South Africa Draw a Bead on Mining Executives
(REUTERS) -- South Africa's mines minister said on Tuesday that industry chief executives should be held liable for avoidable fatalities, also raising the possibility of court action.
Targeting chief executives would take her safety drive to new levels as the government tries to stem the death toll in the country's mines, the world's deepest and among the most dangerous.
Fatalities which could have been avoided, we feel that CEOs must be held liable for those accidents, because they are responsible for the operations. As they show interest in how they grow the profits they must also show interest in safety, Susan Shabangu told Reuters in an interview.
Asked if this meant possible court action, she said: These are some of the issues that we must look at. For me the courts are the last option.
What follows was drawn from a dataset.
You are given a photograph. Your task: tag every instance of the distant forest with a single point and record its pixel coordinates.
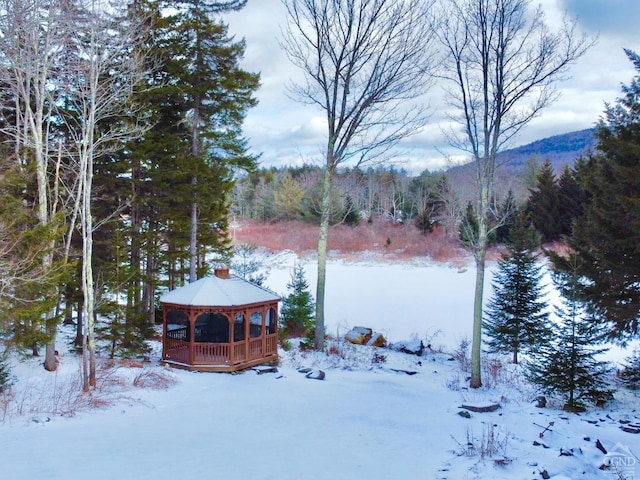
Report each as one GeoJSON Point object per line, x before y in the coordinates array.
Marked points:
{"type": "Point", "coordinates": [428, 199]}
But legislation provides for us to go to courts.
Earlier she told the annual African mining conference in Cape Town that the platinum industry's contribution to fatalities in the mining sector remained a serious concern and defended safety stoppages which she said had contributed to a drop in accident rates.
South Africa's platinum sector has been battered by oversupply, squeezed margins and an uncertain economic outlook, making producers increasingly vocal about regulatory pressures, particularly the impact of inspections and stoppages as part of the government's zero-harm target.
The department has been greatly concerned about lack of improvement in compliance and fatalities in the major platinum mines, Shabangu said.
The platinum sector alone contributes about 30 percent of all fatalities which remains a serious concern.
The gold sector has also been subject to increased scrutiny and Graham Briggs, chief executive of Harmony Gold, South Africa's third largest gold producer, described the government's campaign on Monday as punitive.
Harmony cut its full-year output target by 13 percent because of the stoppages.
Shabangu said that there was a slight drop in mining fatalities to 123 in 2011 from 127 in 2010 and that 13 miners have been killed so far this year in South Africa.
She also said in her speech that the governing African National Congress (ANC) had reinforced in a key policy document that nationalisation, long feared by the country's mining industry, was not a viable option.
I must indicate that we welcome the fact that the report of the ANC task team on nationalisation has reinforced the ANC's earlier decision that nationalisation is not a viable policy for South Africa, she said.